Genetics of Charcot Marie Tooth Disease (CMT) - Modifiers of CMT1A, New Causes of CMT
Overview
- Phase
- Not Applicable
- Intervention
- Not specified
- Conditions
- Charcot-Marie-Tooth Disease, Type Ia (Disorder)
- Sponsor
- University of Iowa
- Enrollment
- 1050
- Locations
- 22
- Primary Endpoint
- New genetic causes of CMT
- Status
- Recruiting
- Last Updated
- 6 months ago
Overview
Brief Summary
This project includes two projects. One is looking for new genes that cause Charcot Marie Tooth disease (CMT). The other is looking for genes that do not cause CMT, but may modify the symptoms a person has.
Detailed Description
This project is to understand modifier genes and how they influence the severity of disease expression, along with identifying new forms of CMT which have not been genetically determined. Subjects who are eligible will either have CMT type 1A (CMT1A) or an unknown form of CMT. Blood will be drawn and sent to the University of Miami where they receive the coded sample and process it through exome sequencing. Subjects will be told that this is optional.
Investigators
Michael Shy
Professor
University of Iowa
Eligibility Criteria
Inclusion Criteria
- •All patients must agree to take part in the study and sign a consent form. A teenager (age 13-17 years) considering enrolling must agree to take part in the study and sign an assent form (depending on local ethics committee requirements).
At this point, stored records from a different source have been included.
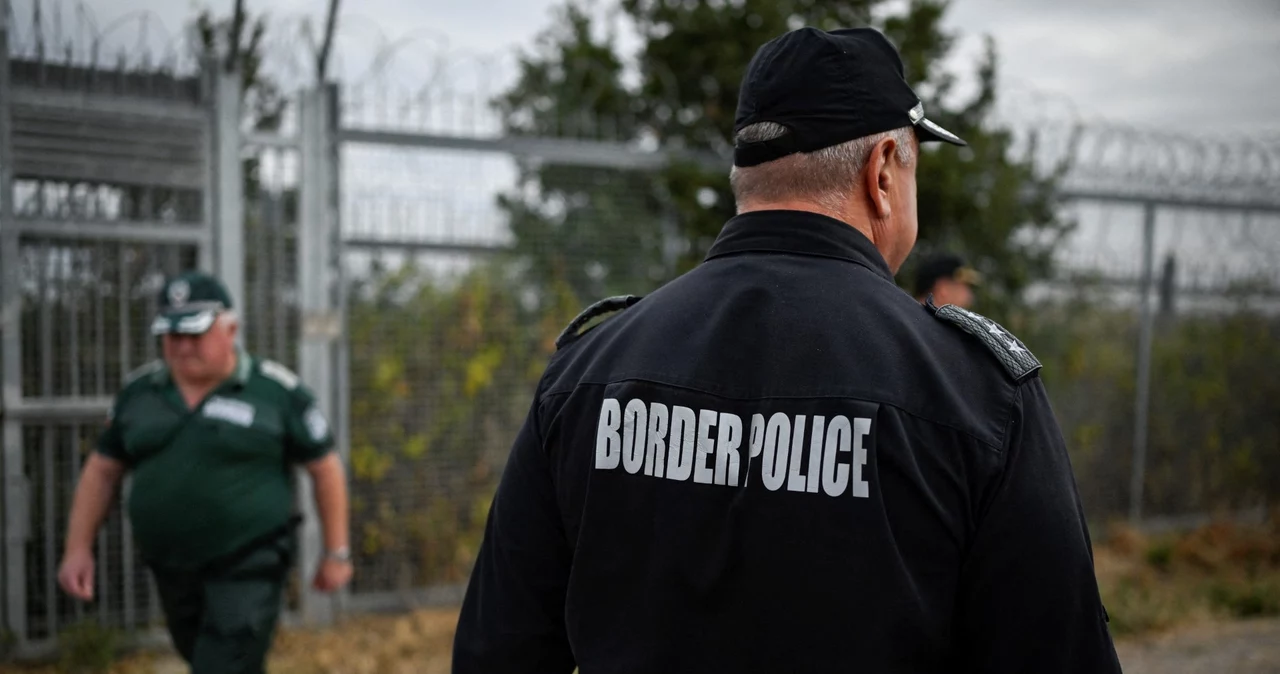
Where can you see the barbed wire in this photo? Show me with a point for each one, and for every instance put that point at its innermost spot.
(417, 81)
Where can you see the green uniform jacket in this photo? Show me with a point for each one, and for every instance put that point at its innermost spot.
(209, 480)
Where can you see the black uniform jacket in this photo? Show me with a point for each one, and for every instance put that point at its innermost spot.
(781, 462)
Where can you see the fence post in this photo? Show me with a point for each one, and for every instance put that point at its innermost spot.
(1142, 403)
(319, 287)
(228, 223)
(16, 521)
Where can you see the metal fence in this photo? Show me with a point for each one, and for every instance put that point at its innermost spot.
(414, 264)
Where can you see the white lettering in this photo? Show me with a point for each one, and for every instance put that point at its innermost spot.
(816, 439)
(777, 438)
(795, 481)
(755, 444)
(608, 444)
(862, 429)
(726, 449)
(231, 411)
(634, 421)
(705, 445)
(656, 455)
(680, 462)
(703, 473)
(835, 477)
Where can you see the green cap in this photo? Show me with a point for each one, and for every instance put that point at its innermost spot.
(190, 303)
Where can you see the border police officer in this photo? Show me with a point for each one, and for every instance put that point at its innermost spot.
(781, 462)
(209, 436)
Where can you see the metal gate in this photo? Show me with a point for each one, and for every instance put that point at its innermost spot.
(105, 183)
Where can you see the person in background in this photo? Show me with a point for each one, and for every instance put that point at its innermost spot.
(949, 279)
(210, 435)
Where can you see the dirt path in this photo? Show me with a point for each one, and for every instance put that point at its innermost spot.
(419, 643)
(1244, 647)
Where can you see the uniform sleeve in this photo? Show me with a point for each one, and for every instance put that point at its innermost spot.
(110, 444)
(1028, 594)
(512, 618)
(306, 430)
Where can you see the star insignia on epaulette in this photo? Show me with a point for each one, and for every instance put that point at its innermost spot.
(608, 305)
(1011, 353)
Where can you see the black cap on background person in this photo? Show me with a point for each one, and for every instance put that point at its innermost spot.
(947, 278)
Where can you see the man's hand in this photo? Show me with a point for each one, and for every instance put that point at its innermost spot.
(332, 574)
(76, 574)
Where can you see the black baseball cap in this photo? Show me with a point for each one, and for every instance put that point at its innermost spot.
(944, 266)
(190, 303)
(827, 88)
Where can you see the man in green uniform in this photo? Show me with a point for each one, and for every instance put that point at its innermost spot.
(210, 436)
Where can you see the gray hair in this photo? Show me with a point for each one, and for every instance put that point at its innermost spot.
(824, 177)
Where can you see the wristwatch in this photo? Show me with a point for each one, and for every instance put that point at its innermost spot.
(342, 554)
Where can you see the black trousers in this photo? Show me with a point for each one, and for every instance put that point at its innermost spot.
(223, 619)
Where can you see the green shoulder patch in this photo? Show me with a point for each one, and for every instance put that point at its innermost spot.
(278, 372)
(608, 305)
(1011, 353)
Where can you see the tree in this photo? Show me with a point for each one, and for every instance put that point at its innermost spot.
(979, 200)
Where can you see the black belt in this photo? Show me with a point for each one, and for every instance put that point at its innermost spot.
(220, 564)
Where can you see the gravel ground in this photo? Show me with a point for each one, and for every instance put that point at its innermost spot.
(1244, 647)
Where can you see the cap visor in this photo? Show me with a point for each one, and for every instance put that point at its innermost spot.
(929, 132)
(183, 322)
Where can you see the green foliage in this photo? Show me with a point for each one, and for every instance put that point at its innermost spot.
(690, 64)
(87, 647)
(443, 371)
(1246, 599)
(1160, 555)
(1215, 408)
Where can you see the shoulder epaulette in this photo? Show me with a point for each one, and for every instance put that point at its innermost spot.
(278, 372)
(1011, 353)
(150, 368)
(608, 305)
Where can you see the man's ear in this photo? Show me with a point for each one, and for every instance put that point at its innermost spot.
(878, 177)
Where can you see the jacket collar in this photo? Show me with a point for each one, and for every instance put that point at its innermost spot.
(800, 233)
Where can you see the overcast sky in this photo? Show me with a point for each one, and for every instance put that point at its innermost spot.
(1210, 65)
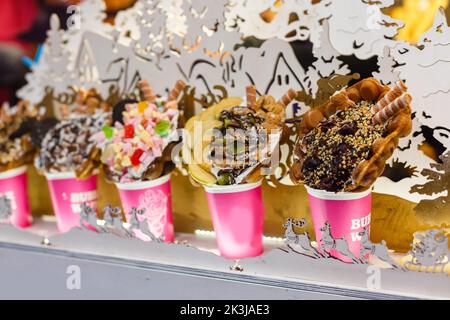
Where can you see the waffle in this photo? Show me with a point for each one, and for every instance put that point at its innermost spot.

- •Additional inclusion criteria are described below.
- •Inclusion Criteria: CMT1A Gene Modifier Study
- •Patients must have at least one of the following:
- •Patient has a documented PMP22 duplication. AND/OR
- •Patient has a first or second degree relative (parent, child, sibling, half- sibling, aunt, uncle, grandparent, grandchild, niece, or nephew) with a documented PMP22 duplication AND a clear link between that family member and the affected patient AND a phenotype consistent with CMT1A.
- •i. A clear link is necessary for a second-degree relative. For example, if a grandparent is affected and has a PMP22 duplication, and the parent does not have any signs, symptoms, or electrophysiology consistent with CMT1A, there is no clear link.
- •ii. In cases where clear links are not available, genetic testing is required for the patient or the first degree family member who is not clearly affected.
- •Inclusion Criteria - Patients for CMT Exome Project
- •a. Patient has demonstrated neuropathy on nerve conduction studies or clinically diagnosed genetic neuropathy, in the opinion of the investigator or genetic counsellor.
Exclusion Criteria
- Not provided
Outcomes
Primary Outcomes
New genetic causes of CMT
Time Frame: Once
At least 33% of people with CMT have an unknown or genetically un-found form of the condition. We are looking for additional genes that cause CMT when mutated.
Charcot Marie Tooth disease type 1A (CMT1A) gene modifiers
Time Frame: once
While the same genetic change - an extra copy of PMP22 - causes CMT1A by definition, it is unclear why some people have more severe symptoms and some have less severe. We are looking for genetic modifiers - changes in the DNA that may be causing the differences in symptoms.